An update! At last! Anyway, a solid way to consistently and unbiasedly quantify ion data is via its relation to other ions within the same sample. What the most basic of all relationship's, i.e. the least biased of any sort of quantification one can possibly imagine? Bigger than, or less than--given ion X and ion Y, which one is bigger? How frequently is one bigger than the other? Now, as far as filtering out ions go, I think we can use the Pearson's chi-square test rather effectively to see if an ion-pair relationship is nonrandom enough to be included for testing. Essentially, we will use a chi-square distribution with 1 degree of freedom, and with a P-value of 0.05 or something (to be a little more inclusive) to see if an ion pair is useful for analysis.

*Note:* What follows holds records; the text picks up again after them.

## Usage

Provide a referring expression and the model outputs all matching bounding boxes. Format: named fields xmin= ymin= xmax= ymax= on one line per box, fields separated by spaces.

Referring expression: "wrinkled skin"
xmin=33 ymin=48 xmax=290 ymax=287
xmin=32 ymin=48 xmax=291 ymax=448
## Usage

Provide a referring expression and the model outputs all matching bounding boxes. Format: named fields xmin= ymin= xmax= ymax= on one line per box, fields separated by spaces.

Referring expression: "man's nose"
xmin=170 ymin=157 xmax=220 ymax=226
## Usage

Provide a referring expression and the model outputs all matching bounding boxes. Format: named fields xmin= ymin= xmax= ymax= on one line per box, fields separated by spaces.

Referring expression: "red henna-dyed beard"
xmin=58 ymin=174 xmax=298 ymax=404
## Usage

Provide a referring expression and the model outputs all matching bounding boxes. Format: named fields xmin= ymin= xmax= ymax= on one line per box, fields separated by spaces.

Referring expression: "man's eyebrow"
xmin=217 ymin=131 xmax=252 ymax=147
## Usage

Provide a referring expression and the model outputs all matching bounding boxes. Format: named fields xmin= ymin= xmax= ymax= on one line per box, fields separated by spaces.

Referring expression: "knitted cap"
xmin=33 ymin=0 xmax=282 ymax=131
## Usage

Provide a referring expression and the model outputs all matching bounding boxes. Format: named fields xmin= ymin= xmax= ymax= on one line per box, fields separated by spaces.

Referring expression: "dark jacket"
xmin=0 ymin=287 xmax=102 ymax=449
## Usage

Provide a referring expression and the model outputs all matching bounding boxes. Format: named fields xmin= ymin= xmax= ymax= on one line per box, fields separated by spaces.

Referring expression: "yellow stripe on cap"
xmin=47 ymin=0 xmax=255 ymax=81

Finally back in action! Now here's a possible solution to your problem of creating a consensus stratified ion rank: for each ion, calculate that average difference in rank with every other ion in another sample, and then from there, figure out some sort of threshold (mean-2*SD or something) as a cut off for clustering ions to the same rank.
Here's an idea I'll probably never use: calculating the area of overlap between two MLE derived PDFs. I may be able to use the overlap percentage to help quantify confidence. I do, however already have this bootstrapped K-S test business, so they may possibly overlap in purpose. I'll have to sit on it a little longer and flesh it out more. For sure the calculations will be computationally intensive.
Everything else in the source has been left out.